Limitations & Future Work¶
- The absence of official SAQ results is the biggest experimental regret. Due to a submission file error, Track 1 only had post-hoc offline re-evaluation, which cannot be directly compared to the official leaderboard.
- Limited scope of comparison. While the paper analyzes layers, \(\beta\), prompts, models, and locales, it does not systematically compare alternative methods like prompt-only, fine-tuning, CAA, ReFT, or SAE-based steering.
- A single global configuration is not suitable for all locales. The official submission used a single \((\beta, layer)\) pair, but post-hoc analysis shows optimal settings vary by language, region, task, and prompt. Future work should explore per-locale or per-prompt adaptive steering.
- Language vectors are only approximate proxies for cultural knowledge. Language and culture are related but not equivalent; many cultural differences exist at regional, ethnic, and social context levels that cannot be fully represented by FLORES language directions.
Related Work & Insights¶
- vs BLEnD / SemEval cultural awareness evaluation: BLEnD provides the cultural knowledge evaluation framework; this paper is a participant system focusing on lightweight model adaptation without training data.
- vs activation steering / CAA: While general steering methods regulate model behavior via internal directions, this paper defines the directions as language identity directions and tests their transfer to cultural tasks.

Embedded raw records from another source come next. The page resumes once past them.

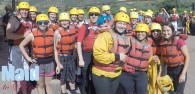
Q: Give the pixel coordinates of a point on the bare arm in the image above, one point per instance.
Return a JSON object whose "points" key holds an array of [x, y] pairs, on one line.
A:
{"points": [[22, 45], [57, 38]]}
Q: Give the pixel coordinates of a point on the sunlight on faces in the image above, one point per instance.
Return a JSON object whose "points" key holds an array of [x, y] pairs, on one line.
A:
{"points": [[167, 32], [156, 33], [148, 19], [134, 20], [141, 35], [73, 17], [93, 17], [52, 16], [120, 26], [42, 25], [24, 12], [64, 23], [32, 15], [80, 17]]}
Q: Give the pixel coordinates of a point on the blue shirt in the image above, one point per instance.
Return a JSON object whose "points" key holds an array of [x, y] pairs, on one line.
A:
{"points": [[101, 20]]}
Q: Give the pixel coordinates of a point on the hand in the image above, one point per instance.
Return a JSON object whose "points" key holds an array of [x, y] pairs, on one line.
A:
{"points": [[58, 69], [182, 78], [122, 56], [155, 58], [81, 63], [31, 60], [27, 33]]}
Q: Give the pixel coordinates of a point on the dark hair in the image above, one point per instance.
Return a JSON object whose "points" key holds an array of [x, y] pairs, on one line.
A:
{"points": [[170, 25]]}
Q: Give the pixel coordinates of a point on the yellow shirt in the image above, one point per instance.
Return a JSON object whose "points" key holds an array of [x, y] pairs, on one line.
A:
{"points": [[102, 45]]}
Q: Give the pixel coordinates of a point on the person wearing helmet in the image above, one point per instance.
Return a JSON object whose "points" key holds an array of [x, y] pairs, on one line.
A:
{"points": [[85, 41], [174, 54], [134, 77], [53, 15], [148, 18], [174, 18], [163, 13], [123, 9], [106, 16], [81, 20], [41, 39], [73, 17], [16, 31], [184, 19], [109, 54], [64, 54], [33, 14]]}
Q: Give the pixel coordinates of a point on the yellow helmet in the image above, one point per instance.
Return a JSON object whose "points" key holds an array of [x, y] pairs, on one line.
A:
{"points": [[81, 11], [121, 17], [42, 17], [23, 5], [53, 9], [155, 26], [33, 9], [105, 7], [165, 84], [148, 14], [74, 11], [174, 9], [142, 27], [134, 15], [94, 9], [123, 9], [64, 16]]}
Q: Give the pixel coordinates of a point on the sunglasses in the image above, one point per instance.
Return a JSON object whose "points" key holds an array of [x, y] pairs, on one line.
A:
{"points": [[42, 23], [92, 14], [155, 31]]}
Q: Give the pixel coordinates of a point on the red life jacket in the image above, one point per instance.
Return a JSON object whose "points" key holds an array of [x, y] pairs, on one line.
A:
{"points": [[43, 43], [174, 17], [23, 27], [90, 34], [120, 45], [138, 56], [170, 53], [67, 42]]}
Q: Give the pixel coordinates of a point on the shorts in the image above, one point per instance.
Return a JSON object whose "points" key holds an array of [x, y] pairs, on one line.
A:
{"points": [[68, 74], [46, 70], [16, 58]]}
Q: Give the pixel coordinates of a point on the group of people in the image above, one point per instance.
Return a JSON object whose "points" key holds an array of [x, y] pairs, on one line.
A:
{"points": [[111, 51]]}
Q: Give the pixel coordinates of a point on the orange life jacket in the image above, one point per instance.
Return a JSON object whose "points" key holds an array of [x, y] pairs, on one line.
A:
{"points": [[170, 53], [23, 27], [138, 56], [120, 45], [67, 42], [90, 34], [43, 43]]}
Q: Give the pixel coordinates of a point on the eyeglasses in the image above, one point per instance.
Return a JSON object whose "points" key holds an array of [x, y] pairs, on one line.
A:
{"points": [[96, 14], [42, 23], [155, 31]]}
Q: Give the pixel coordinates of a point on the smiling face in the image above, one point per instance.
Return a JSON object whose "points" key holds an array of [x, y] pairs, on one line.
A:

- vs fine-tuning: Fine-tuning directly learns cultural knowledge but requires data and high costs. The proposed method is non-parametric and suitable for rapid experimentation during development, though it is less stable than an ideal task-specific fine-tuning solution.
- vs prompt-only methods: Prompts can explicitly request the model to consider cultural context, while steering acts on internal representations. The results suggest these should be optimized jointly rather than treated as alternatives.
Rating¶
- Novelty: ⭐⭐⭐⭐☆ Using language-vector steering for a cultural knowledge shared task is interesting, though the technology builds on existing activation steering concepts.
- Experimental Thoroughness: ⭐⭐⭐⭐☆ The official MCQ and extensive post-hoc sweeps are valuable, but the official SAQ gap and lack of strong baseline comparisons are missing.
- Writing Quality: ⭐⭐⭐⭐☆ The reporting on negative results and sensitivity is honest, and the system description is clear, though some appendix charts are somewhat fragmented.
- Value: ⭐⭐⭐⭐☆ Provides significant insights into multilingual cultural evaluation and inference-time intervention, particularly as a reminder not to equate linguistic fluency with cultural competence.